Another tool that helps us in choosing the suitable components is the scree plot. Scree plot shows the amount of variation each PC captures from the data. In an ideal situation, the scree plot gives a steep curve that bends and then flattens out, showing the first few PCs that contribute to a large proportion of information. In our example, the distinct cutting point at PC1 due to the generally high level of correlations among the variables been used.

Fig 5. PCA scree plot

**Potential limitations of PCA**

One of the most major limitations of PCA is that proportion of variance explained by each component significantly depends on the choice of sample basket, in specific the number of variables in the original dataset and level of correlation among variables.

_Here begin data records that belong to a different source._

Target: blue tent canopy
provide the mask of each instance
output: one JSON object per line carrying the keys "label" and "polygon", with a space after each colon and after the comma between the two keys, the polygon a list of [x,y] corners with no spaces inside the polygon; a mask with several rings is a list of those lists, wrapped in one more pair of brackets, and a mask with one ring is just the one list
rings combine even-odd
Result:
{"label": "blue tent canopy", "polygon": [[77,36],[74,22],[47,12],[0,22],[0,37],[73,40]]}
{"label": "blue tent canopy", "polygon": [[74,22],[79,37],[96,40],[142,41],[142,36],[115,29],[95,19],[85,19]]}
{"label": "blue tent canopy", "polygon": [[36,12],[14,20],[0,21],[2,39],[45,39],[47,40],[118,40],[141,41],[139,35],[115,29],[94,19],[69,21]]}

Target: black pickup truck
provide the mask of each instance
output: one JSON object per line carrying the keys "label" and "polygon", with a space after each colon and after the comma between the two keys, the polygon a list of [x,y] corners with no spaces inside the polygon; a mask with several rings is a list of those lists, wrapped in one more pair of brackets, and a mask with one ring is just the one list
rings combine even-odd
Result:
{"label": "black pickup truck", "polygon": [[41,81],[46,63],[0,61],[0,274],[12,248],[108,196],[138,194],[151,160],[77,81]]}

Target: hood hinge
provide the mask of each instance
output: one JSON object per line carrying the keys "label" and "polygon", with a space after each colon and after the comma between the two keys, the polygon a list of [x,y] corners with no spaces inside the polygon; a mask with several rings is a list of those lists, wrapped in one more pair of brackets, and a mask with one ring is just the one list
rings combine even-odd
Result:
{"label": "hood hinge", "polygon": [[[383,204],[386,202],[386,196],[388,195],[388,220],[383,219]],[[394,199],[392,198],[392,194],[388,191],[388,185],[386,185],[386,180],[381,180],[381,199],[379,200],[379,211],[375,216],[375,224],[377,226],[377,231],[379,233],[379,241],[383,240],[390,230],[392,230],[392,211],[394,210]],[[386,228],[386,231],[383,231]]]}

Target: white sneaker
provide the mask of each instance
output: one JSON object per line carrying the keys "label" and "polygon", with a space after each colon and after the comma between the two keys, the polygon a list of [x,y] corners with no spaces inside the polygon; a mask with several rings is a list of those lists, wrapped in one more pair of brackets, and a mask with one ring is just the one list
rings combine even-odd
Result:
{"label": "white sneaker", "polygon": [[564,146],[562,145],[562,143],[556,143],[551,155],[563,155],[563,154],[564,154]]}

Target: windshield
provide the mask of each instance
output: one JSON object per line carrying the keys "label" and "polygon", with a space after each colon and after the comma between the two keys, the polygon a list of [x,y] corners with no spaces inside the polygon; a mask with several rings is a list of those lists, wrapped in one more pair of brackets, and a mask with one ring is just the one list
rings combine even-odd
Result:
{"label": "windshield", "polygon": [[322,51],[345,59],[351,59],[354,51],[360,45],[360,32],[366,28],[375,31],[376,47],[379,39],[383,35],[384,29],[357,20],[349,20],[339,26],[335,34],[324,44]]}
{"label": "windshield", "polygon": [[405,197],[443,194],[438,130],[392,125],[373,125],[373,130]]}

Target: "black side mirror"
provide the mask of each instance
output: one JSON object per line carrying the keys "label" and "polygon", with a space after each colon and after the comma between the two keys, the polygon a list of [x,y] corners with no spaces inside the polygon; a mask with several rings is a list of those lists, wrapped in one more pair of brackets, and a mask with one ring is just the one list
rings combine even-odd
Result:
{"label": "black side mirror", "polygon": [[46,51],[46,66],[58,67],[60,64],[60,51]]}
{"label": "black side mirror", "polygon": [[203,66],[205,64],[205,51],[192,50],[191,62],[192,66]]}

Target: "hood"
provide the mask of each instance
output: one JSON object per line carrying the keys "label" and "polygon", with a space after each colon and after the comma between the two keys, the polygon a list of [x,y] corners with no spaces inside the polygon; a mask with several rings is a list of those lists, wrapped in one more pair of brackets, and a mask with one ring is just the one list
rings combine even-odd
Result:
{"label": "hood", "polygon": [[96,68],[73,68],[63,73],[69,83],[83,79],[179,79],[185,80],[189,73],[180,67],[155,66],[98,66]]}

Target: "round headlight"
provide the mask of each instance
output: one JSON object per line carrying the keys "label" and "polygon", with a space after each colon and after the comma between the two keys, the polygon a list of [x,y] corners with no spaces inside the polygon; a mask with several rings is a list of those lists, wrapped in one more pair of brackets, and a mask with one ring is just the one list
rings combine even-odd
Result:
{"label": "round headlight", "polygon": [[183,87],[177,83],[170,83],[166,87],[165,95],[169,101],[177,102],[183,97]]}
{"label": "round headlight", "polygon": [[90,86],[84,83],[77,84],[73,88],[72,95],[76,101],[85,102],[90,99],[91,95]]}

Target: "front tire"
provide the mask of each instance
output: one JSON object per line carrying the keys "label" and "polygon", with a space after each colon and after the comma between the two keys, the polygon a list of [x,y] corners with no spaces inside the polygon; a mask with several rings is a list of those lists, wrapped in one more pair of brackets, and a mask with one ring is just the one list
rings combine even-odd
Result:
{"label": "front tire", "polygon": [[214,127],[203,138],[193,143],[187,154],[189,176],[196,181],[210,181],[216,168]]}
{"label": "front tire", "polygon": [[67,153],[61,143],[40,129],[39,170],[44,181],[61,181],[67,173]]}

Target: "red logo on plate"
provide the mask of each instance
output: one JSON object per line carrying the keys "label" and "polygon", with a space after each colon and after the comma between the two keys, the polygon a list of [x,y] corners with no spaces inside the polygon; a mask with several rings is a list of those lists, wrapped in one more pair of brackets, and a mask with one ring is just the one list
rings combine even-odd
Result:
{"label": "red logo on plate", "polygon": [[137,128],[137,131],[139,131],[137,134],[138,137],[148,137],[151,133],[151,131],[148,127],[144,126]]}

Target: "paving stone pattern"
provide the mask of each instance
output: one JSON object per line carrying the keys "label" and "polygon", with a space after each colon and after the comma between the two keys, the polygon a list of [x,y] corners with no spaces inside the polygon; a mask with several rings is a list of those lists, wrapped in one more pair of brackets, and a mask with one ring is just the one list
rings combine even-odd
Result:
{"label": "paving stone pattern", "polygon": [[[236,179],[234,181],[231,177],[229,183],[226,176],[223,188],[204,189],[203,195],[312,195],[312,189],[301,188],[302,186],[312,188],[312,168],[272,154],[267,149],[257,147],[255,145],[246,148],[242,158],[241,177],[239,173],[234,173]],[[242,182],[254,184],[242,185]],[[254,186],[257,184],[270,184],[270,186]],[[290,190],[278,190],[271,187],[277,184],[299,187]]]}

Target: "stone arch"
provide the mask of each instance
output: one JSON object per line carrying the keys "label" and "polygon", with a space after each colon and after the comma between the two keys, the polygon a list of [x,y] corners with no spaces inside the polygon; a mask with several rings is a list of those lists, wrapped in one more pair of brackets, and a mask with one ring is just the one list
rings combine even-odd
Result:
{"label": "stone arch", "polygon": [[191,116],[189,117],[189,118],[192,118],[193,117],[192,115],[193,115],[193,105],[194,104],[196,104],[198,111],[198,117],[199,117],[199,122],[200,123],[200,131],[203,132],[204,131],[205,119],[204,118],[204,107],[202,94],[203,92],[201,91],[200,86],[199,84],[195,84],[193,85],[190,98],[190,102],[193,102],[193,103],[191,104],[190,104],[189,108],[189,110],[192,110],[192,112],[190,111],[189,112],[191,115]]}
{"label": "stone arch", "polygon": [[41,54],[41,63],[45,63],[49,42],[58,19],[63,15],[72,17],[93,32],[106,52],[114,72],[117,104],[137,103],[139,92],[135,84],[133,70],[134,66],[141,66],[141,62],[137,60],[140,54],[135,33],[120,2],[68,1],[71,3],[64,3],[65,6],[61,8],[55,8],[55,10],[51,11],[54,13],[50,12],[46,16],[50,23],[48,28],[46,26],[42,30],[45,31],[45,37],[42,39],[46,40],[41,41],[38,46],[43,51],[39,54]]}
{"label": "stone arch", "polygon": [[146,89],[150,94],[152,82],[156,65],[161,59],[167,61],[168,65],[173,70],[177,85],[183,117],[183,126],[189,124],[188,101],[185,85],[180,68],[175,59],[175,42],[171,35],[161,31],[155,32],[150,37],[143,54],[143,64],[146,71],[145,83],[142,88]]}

Different choices of a variable pool may lead to very different result due to subjective bias. In addition, since the final model is a linear combination of the principal components, excessive removal of the originally correlated variables may make it less readable and interpretable.

**Conclusion**

PCA is a powerful tool in extracting the underlying structure of a data set. It selects variables that contribute the most in explaining for variance across the sample, which can be further used to build a simplified index. The resulting index retains majority of the information, yet has significantly smaller complexity. Although PCA does not directly tell the coefficients for the matrix, such information on which variables have more importance in the sample gives us a valuable source of comparison. This can be potentially used to approximate token returns, especially if we know it has high correlation with the components in the reduced index.